LE AUTORITA’ DIFENDONO IL POLIGONO
- Il primo luglio 2010, l’allora sottosegretario alla Difesa, on. Giuseppe
Cossiga, nel rispondere a un’interrogazione di 38 parlamentari del Polo delle
libertà (primo firmatario l’on. Vincenzo Fontana, agrigentino), dichiarò che il
poligono di Drasy era d’interesse strategico soprattutto per i reparti della
Brigata Aosta, ente gestore, tanto che un’eventuale dismissione dell’area
avrebbe causato un “inaccettabile impatto negativo sull’operatività e sulla
sicurezza del personale, impedendo di fatto l’impiegabilità nelle missioni
internazionali e mettendo quindi a rischio la presenza stessa della Brigata
nell’isola”.
“Essendo il poligono dell’agrigentino ben servito dalla rete
viaria – aggiunse Cossiga - esso è l’unica risorsa presente in Sicilia ove sia
possibile utilizzare munizionamento ordinario e svolgere esercitazioni a fuoco
fino a livello di plotone fucilieri. L’infrastruttura è stata destinata alle
funzioni di isola addestrativa di secondo livello e consente di svolgere
attività di crisis response operations”. Il sottosegretario spiegò pure che la
presenza di un parco naturale in corrispondenza di un’area addestrativa “non
deve essere considerata motivo preclusivo per un’equilibrata convivenza, tanto
meno motivo per richiedere la sospensione delle esercitazioni e lo spostamento
in altro sito del poligono in esame”.
“La possibilità di costituire un parco naturale nell’area in
argomento è una diretta conseguenza della pluriennale esistenza delle strutture
militari che, con la loro presenza, hanno svolto funzione di controllo e tutela
preventiva, salvaguardando l’ambiente naturale”, fu lo sfacciato commento
dell’uomo di governo. “Il Ministero della difesa è sicuramente pronto ad
approfondire il tema di un eventuale trasferimento del poligono in altro sito”,
concluse Cossiga. “Ma naturalmente è necessario che siano le stesse autorità
locali a individuare e proporre aree alternative, le quali evidentemente
dovranno avere le medesime caratteristiche e consentire lo svolgimento delle
stesse attività addestrative, siain bianco sia a fuoco”. Ad oggi però, né il
Comando della Brigata Aosta né le autorità regionali hanno proposto alcunché.

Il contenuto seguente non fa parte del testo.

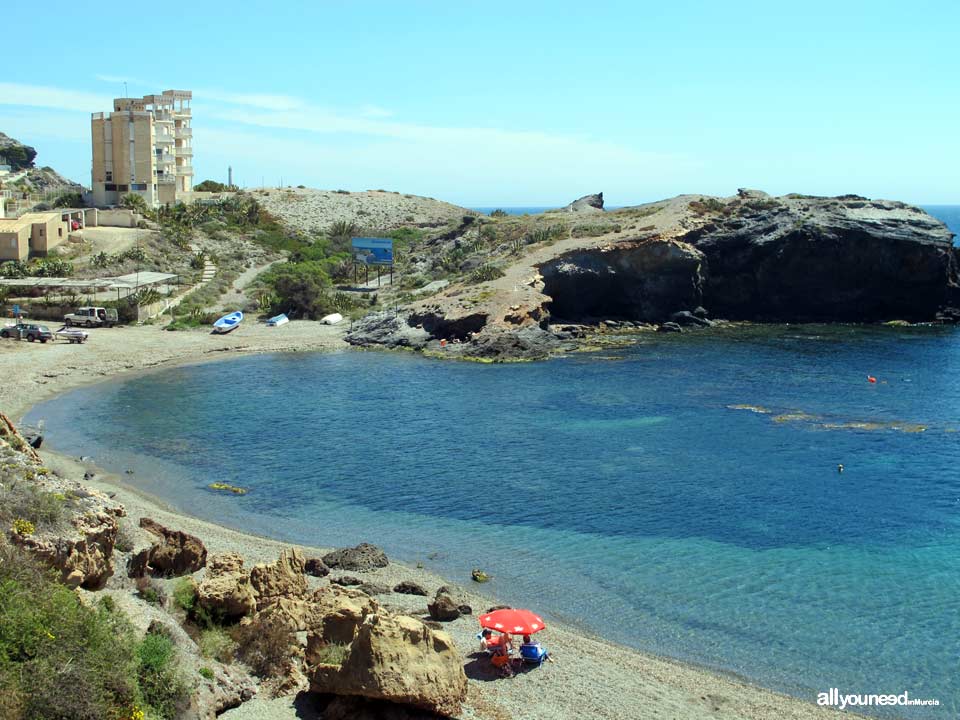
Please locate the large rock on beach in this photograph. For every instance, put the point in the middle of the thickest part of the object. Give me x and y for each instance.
(175, 553)
(362, 558)
(226, 591)
(400, 660)
(586, 204)
(283, 579)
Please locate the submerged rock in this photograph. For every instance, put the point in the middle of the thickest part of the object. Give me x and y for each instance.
(361, 558)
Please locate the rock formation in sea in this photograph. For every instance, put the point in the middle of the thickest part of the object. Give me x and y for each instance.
(677, 263)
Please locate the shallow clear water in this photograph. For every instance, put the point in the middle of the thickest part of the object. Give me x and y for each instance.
(680, 495)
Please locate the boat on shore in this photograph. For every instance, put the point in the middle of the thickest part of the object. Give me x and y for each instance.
(228, 322)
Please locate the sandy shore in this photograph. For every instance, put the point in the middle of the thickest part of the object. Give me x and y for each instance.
(591, 678)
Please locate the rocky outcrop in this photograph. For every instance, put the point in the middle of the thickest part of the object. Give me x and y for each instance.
(226, 591)
(176, 553)
(643, 280)
(388, 330)
(823, 259)
(362, 558)
(400, 660)
(229, 688)
(586, 204)
(283, 579)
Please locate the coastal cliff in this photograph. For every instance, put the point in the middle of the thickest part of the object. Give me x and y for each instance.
(750, 257)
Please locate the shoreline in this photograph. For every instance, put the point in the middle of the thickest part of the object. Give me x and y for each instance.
(618, 682)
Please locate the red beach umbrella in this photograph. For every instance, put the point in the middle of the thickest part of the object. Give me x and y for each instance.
(512, 621)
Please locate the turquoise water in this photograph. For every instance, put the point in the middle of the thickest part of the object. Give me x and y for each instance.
(680, 495)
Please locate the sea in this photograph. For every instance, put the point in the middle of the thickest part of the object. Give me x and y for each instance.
(680, 494)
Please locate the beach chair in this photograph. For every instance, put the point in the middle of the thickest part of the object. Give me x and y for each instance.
(533, 653)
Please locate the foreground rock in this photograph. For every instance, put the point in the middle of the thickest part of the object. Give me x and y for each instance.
(226, 591)
(401, 660)
(176, 553)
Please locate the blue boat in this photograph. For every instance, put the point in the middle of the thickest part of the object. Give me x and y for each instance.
(228, 322)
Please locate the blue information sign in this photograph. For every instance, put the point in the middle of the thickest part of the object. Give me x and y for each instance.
(373, 251)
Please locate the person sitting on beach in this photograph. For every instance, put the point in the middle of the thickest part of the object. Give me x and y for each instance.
(488, 642)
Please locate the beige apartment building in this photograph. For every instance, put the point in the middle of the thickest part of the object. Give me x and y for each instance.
(145, 147)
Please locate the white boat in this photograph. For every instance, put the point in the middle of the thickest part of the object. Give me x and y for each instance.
(228, 322)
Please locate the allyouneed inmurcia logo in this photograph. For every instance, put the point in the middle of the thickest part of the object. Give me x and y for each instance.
(834, 698)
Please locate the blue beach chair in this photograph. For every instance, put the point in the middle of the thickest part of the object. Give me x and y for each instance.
(533, 653)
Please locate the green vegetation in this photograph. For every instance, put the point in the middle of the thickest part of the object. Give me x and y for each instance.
(213, 186)
(484, 273)
(134, 202)
(69, 200)
(160, 682)
(215, 642)
(61, 659)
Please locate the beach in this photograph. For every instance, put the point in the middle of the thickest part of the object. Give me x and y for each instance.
(589, 678)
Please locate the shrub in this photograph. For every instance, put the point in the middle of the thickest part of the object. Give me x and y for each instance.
(264, 645)
(215, 642)
(126, 540)
(150, 590)
(59, 658)
(160, 681)
(485, 273)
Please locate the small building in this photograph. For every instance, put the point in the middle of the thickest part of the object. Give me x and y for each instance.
(33, 234)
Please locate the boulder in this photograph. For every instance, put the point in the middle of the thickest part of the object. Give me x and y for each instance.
(176, 553)
(400, 660)
(586, 204)
(337, 615)
(230, 687)
(283, 579)
(316, 567)
(362, 558)
(408, 587)
(226, 591)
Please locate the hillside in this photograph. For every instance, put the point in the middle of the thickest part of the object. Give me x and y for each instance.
(25, 175)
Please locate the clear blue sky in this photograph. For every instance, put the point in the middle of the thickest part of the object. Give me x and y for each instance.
(519, 103)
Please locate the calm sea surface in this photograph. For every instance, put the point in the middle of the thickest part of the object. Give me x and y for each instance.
(680, 495)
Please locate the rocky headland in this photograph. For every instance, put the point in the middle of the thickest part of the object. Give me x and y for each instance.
(683, 263)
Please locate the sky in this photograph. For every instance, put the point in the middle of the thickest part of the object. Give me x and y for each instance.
(516, 103)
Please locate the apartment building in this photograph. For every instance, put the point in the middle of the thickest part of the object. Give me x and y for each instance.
(145, 147)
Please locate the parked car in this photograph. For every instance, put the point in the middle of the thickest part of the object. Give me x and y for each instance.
(92, 316)
(27, 331)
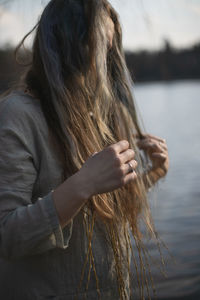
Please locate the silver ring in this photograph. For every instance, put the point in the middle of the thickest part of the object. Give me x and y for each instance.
(131, 169)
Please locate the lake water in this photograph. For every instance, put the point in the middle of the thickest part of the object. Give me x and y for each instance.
(172, 111)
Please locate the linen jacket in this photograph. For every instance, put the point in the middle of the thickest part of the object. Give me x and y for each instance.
(38, 259)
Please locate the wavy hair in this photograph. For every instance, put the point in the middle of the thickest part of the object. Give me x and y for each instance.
(86, 95)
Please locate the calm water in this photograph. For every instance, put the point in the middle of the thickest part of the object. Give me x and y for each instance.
(172, 111)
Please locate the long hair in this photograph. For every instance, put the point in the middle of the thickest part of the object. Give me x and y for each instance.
(86, 95)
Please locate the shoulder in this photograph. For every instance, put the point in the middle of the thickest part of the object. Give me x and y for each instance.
(18, 103)
(21, 110)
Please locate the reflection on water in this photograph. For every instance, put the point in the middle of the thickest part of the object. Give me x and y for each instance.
(172, 111)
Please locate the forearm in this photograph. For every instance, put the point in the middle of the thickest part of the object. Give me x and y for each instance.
(70, 197)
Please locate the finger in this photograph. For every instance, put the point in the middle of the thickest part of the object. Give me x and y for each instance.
(130, 166)
(94, 154)
(156, 138)
(159, 155)
(127, 155)
(120, 146)
(130, 177)
(151, 146)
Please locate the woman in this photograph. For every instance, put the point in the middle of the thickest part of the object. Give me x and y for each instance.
(73, 182)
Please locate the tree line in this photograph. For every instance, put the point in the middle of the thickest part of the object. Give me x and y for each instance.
(165, 64)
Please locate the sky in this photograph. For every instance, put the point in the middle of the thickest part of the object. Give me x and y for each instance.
(145, 23)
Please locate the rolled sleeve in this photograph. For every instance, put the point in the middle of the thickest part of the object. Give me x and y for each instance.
(27, 227)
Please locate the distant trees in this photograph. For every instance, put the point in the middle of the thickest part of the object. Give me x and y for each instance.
(166, 64)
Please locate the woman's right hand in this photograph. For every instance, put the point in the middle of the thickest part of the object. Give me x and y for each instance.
(109, 169)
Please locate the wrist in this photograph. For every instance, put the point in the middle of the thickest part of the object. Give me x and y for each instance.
(83, 185)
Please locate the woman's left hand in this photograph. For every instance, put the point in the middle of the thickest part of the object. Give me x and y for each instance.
(156, 148)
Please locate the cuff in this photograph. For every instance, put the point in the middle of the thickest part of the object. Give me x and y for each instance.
(62, 236)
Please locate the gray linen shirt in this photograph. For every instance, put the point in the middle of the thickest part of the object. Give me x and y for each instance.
(38, 259)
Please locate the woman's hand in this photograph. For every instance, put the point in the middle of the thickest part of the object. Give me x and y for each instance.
(109, 169)
(156, 148)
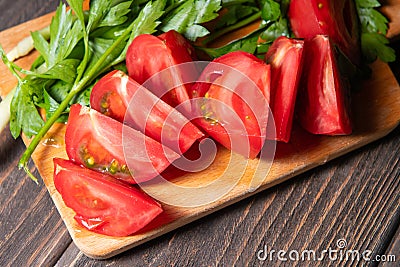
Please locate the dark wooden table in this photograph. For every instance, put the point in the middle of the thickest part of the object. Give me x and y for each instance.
(354, 198)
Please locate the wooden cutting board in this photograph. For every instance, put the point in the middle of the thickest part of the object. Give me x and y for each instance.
(376, 110)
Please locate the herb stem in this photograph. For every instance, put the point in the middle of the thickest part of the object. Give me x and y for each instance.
(79, 86)
(233, 27)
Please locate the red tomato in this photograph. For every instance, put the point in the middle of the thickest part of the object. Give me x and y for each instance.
(112, 95)
(149, 55)
(235, 85)
(96, 141)
(322, 100)
(285, 57)
(103, 204)
(337, 19)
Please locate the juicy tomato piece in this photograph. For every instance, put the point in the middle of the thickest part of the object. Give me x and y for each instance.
(285, 58)
(234, 90)
(175, 41)
(337, 19)
(322, 99)
(149, 55)
(122, 98)
(97, 142)
(103, 204)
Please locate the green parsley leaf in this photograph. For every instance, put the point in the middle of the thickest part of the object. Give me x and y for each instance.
(24, 115)
(374, 43)
(187, 18)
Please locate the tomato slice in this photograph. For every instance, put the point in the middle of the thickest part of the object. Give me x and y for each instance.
(285, 57)
(337, 19)
(322, 98)
(149, 55)
(234, 90)
(116, 91)
(96, 141)
(103, 204)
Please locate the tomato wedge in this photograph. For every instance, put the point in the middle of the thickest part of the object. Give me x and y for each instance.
(234, 90)
(120, 97)
(322, 98)
(337, 19)
(149, 55)
(103, 204)
(285, 57)
(96, 141)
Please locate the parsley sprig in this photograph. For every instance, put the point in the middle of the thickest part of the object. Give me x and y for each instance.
(82, 46)
(374, 26)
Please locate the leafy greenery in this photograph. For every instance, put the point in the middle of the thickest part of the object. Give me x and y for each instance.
(82, 46)
(373, 32)
(273, 23)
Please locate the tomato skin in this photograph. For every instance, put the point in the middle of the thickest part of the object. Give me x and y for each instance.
(337, 19)
(250, 107)
(170, 50)
(285, 57)
(95, 141)
(322, 105)
(103, 204)
(147, 113)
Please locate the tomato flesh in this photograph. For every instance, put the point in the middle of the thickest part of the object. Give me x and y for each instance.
(120, 97)
(285, 58)
(322, 101)
(96, 141)
(235, 85)
(103, 204)
(149, 55)
(337, 19)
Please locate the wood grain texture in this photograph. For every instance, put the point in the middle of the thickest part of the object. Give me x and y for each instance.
(345, 199)
(375, 115)
(354, 197)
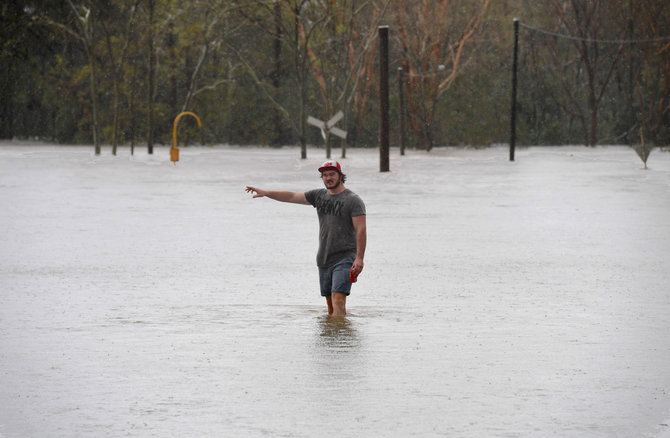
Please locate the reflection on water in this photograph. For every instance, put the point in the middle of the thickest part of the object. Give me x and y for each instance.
(337, 333)
(337, 354)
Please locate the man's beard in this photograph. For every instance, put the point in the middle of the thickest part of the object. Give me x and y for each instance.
(335, 185)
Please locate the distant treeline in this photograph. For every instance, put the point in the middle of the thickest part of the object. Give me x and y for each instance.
(117, 72)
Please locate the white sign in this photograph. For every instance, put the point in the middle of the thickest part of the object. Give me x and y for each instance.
(329, 126)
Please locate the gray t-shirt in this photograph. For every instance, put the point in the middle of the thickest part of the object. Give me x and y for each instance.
(337, 236)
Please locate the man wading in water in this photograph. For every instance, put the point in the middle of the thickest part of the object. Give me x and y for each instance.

Ma il Poligono Desy non è l’unico ad essere vicino o dentro
a una riserva naturale. In Italia esistono infatti altre situazioni simili: il
poligono di Ponticello nel Parco di Fanes (Bolzano); quello di Carpegna nel
Parco “Simone Simoncello” (Pesaro-Urbino); i poligoni “occasionali” all’interno
del Parco Nazionale dell’Alta Murgia (Puglia). Casi ai quali occorre aggiungere
le servitù militari in Sardegna che inibiscono meravigliose zone alla
cittadinanza, perfino attività utili alla sopravvivenza come l’allevamento e la
pesca.
La Guerra Fredda è finita da un pezzo. Quando verrà il
momento per l’Italia di riprendersi i propri territori?